By Yoani Sanchez, 14ymedio, Havana, 13 August 2016 –

Turn on the radio and the announcer reads a brief headline: “Fidel Castro, The Great Builder.” The man goes on to explain that the most important works of the country have come from this head that for decades has been covered by an olive-green cap. Weary of so much personality cult, I decided to watch television, but on the main channel a lawyer was detailing the legal legacy of the Maximum Leader and at the end of the program they announced a documentary about “The Invincible Guerrilla.”

For weeks, we Cubans have lived under a veritable bombardment of references to Fidel Castro, which has increased in proportion to the closeness of the date of his 90th birthday, this 13 August. There is no shame nor nuance in this avalanche of images and epithets.

This whole excess of tributes and reminders is, undoubtedly, a desperate attempt to save the former Cuban president from oblivion, to pull him out of that zone of media abandonment in which he has fallen since announcing his departure from power a decade ago.

We have left the man born in the eastern town of Biran, in 1926, in the past, condemning him to the 20th century, burying him alive.

Children now in elementary school have never seen the once loquacious orator speak for hours at a public event. Farmers have breathed a sigh of relief on not having to receive constant recommendations from the “Farmer in Chief” and even housewives are thankful that he does not appear at a congress of the Federation of Cuban Women to teach them how to use a pressure cooker.

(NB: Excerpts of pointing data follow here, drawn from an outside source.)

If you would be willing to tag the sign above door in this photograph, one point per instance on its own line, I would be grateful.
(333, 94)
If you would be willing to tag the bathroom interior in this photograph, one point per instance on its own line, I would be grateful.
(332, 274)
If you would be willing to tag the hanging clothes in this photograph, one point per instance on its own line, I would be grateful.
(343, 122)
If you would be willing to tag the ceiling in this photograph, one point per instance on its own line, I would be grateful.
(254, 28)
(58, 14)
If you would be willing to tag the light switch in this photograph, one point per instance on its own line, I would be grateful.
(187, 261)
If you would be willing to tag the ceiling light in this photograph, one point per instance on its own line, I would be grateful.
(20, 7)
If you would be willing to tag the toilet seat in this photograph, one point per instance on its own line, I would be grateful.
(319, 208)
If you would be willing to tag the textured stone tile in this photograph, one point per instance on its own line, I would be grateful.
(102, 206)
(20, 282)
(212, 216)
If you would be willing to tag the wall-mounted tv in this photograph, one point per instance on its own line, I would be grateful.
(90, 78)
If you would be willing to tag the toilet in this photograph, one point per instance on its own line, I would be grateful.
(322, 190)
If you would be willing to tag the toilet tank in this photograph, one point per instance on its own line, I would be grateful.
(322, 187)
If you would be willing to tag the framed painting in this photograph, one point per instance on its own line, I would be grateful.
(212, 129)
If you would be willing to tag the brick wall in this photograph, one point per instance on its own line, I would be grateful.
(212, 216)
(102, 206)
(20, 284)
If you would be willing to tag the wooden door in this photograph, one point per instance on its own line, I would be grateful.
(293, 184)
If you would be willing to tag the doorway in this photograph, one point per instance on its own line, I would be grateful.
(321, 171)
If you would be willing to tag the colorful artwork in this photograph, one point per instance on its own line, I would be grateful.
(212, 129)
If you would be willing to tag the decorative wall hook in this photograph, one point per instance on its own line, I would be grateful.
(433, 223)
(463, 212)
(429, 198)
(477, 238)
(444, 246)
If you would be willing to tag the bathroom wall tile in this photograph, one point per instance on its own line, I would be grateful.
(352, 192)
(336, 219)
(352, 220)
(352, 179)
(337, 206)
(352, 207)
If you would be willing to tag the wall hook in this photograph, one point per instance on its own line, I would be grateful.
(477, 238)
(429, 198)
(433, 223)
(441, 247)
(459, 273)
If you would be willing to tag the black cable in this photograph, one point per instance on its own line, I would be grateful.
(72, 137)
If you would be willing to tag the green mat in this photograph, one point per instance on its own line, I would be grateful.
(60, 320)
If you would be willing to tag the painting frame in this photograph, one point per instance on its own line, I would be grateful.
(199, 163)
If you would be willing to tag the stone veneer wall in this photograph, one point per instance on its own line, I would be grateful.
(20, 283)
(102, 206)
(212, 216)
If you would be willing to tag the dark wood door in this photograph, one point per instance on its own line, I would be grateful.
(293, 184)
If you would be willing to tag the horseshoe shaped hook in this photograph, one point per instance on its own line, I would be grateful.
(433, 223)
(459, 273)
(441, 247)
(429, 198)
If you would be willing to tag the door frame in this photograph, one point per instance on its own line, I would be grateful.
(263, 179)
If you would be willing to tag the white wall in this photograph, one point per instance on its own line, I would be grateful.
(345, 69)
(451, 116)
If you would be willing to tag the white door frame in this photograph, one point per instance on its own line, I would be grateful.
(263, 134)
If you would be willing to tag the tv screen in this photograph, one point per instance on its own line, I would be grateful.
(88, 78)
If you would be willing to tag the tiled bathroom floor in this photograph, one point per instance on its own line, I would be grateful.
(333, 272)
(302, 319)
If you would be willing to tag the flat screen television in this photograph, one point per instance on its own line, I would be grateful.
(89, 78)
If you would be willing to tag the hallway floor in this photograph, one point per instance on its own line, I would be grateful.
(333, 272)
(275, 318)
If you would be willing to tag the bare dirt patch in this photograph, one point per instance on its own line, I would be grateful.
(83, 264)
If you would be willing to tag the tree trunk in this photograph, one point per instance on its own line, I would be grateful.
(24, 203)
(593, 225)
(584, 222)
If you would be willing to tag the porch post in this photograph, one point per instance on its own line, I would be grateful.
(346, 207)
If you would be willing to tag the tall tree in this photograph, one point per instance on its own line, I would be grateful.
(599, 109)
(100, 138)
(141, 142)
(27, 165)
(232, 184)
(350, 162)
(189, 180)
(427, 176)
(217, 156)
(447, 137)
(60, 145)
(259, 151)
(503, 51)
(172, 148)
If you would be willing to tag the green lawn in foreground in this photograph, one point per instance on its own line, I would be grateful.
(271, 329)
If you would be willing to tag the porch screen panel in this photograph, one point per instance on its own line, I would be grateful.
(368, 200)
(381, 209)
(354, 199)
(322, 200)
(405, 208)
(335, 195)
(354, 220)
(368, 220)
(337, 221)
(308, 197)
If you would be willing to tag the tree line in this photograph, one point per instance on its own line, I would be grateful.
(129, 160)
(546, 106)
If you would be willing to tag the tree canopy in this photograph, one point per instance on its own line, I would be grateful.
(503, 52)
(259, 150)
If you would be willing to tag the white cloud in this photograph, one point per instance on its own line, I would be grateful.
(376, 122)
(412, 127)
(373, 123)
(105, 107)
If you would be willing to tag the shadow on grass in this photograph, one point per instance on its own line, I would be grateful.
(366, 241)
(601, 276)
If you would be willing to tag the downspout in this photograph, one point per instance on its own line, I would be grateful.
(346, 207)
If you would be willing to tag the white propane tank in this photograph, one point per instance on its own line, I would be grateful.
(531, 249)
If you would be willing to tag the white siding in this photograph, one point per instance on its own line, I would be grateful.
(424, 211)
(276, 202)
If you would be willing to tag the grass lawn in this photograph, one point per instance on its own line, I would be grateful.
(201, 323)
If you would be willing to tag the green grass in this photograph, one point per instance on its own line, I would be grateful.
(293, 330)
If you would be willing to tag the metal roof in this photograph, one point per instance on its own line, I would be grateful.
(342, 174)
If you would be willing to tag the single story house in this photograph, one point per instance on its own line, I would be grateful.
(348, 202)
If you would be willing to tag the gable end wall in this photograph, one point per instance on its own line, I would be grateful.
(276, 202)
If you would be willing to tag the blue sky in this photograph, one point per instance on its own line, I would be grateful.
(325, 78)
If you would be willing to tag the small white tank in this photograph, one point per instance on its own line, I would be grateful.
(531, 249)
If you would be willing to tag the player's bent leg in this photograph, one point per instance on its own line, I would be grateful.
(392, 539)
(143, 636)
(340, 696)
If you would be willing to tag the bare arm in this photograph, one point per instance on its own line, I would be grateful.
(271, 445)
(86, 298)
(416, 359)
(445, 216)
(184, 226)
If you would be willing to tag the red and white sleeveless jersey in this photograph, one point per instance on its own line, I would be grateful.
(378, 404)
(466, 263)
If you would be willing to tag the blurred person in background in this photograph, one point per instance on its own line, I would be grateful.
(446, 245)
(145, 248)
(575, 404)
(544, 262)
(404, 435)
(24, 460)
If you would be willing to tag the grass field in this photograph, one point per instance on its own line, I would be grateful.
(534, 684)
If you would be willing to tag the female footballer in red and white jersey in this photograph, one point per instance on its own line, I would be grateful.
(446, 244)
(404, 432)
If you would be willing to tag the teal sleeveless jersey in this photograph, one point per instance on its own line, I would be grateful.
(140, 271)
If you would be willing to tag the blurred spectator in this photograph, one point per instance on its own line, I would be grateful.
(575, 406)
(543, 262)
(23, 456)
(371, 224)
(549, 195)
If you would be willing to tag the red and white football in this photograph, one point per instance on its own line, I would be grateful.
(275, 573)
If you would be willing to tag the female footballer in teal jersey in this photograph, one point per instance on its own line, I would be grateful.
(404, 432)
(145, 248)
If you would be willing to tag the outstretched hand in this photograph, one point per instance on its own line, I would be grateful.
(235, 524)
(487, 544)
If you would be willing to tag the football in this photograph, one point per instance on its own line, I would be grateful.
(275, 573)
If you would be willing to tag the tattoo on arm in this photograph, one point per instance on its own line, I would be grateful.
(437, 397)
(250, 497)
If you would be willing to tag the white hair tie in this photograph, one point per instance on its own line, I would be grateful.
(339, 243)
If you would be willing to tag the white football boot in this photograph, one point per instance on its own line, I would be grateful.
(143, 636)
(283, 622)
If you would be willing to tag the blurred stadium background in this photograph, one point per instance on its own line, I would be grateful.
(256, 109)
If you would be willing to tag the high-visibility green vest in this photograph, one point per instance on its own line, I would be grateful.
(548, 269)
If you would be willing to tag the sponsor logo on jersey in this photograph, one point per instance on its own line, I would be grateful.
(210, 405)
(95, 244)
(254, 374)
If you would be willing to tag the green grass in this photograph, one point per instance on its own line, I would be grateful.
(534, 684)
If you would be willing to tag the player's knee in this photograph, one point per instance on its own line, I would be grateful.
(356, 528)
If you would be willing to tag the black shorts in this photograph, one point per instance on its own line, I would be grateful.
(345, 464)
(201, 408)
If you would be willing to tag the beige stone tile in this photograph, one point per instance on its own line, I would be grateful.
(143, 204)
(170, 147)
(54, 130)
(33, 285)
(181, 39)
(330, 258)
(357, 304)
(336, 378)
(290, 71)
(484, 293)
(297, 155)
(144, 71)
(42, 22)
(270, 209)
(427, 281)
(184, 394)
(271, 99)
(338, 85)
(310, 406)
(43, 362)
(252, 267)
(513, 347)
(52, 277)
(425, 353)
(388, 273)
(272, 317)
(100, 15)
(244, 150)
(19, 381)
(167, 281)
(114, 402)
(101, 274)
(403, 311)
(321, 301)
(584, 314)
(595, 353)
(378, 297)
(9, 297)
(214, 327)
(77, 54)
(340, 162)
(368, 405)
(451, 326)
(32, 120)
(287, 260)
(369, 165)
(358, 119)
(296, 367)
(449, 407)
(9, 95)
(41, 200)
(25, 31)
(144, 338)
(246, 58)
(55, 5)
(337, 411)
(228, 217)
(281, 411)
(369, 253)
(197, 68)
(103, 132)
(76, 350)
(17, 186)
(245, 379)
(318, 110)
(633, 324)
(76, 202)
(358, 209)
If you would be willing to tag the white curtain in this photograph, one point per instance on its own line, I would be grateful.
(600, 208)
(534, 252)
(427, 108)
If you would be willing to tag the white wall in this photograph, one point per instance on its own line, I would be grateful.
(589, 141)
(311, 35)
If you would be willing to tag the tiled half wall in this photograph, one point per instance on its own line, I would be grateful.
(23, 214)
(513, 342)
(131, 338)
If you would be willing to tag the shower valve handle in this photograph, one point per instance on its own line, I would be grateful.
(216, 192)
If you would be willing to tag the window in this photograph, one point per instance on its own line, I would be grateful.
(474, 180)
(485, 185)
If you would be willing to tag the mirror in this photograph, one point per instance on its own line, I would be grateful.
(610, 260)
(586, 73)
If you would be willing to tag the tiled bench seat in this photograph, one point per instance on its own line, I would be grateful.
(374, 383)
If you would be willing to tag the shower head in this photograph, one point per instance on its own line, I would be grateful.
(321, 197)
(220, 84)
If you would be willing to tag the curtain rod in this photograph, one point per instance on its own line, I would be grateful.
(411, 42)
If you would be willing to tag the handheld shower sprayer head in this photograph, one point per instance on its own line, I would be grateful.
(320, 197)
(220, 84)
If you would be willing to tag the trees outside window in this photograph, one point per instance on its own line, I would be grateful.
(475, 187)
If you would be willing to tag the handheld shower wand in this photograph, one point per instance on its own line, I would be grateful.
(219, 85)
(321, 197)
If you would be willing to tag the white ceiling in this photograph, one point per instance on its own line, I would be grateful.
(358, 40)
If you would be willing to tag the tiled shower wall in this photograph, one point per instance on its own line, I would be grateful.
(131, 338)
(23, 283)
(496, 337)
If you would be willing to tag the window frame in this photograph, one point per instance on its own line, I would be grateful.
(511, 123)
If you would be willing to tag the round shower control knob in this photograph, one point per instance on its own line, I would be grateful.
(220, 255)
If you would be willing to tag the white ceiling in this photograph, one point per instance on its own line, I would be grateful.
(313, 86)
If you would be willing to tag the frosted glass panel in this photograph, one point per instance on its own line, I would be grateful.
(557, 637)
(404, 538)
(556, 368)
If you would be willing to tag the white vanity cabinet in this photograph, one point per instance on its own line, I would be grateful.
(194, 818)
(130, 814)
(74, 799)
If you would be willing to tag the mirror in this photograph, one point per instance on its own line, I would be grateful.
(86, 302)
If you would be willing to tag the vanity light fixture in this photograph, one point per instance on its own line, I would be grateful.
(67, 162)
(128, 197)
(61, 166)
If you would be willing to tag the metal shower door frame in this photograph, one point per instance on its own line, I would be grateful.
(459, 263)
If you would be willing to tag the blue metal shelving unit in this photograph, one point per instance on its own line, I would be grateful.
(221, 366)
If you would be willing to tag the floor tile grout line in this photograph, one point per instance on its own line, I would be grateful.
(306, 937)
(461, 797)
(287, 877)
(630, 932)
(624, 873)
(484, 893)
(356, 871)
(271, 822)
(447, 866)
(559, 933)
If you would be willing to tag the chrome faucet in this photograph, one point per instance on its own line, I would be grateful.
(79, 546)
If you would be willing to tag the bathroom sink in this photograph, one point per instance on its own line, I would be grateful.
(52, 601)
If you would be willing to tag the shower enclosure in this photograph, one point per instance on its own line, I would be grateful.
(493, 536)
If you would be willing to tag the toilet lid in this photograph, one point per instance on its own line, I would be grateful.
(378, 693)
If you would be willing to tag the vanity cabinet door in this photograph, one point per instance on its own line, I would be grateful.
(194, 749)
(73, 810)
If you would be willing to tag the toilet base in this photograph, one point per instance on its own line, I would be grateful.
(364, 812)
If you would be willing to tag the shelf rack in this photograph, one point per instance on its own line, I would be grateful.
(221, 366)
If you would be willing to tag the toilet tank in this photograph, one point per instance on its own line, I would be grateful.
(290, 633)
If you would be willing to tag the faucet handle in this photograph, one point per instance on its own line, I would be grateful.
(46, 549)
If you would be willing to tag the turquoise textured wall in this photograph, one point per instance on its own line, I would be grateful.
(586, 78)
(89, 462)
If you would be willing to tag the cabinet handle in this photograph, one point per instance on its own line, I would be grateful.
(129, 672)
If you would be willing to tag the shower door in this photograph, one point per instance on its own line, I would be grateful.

The official propaganda knows that people often appeal to short-term memory as a way of protecting themselves. For many young people, Fidel Castro is already as remote as, for my mother in her day, was the dictator Gerardo Machado, a man who so adversely marked the life of my grandmother’s generation.
Followers of the figure of Fidel Castro are taking advantage of the celebrations for his nine decades of life to try to erect a statue of immortality in the heart of the nation. They deify him, forgive him his systematic errors and convert him into the most visible head of a creed. The new religion takes as its premises stubbornness, intolerance for differences, and a visceral hatred – almost like a personal battle – against the United States.

The detractors of “Él,” as many Cubans simply call him, are preparing the arguments to dismantle his myth. They await the moment when the history books no longer equate him with José Martí, but offer a stark, cold and objective analysis of his career. They are the ones who dream of the post-Castro era, of the end of Fidelismo and of the diatribe that will fall on his controversial figure.

Most, however, simply turn the page and shrug their shoulders in a sign of disgust when they hear his name. They are the ones who, right now, turn off the TV and focus on a daily existence that negates every word Fidel Castro ever said in his incendiary speeches, in those times when he planned to build a Utopia and turn us into New Men.

Tired of his omnipresence, they are the ones who will deal the final blow to the myth. And they will do it without hullabaloo or heroic acts. They will simply stop talking to their children about him, there will be no photos in the rooms of their homes showing him with a rifle and epaulettes, they will not confer on their grandchildren the five letters of his name.

The celebration for the 90th birthday of Fidel Castro is, in reality, his farewell: as excessive and exhausting as was his political life

Your Editor Explains: This farewell to Castro is three months old, published on August 13, 2016, in the newspaper O Globo of Brazil. The author lives and works in Havana. We just felt it was perfect for Castro´s necro.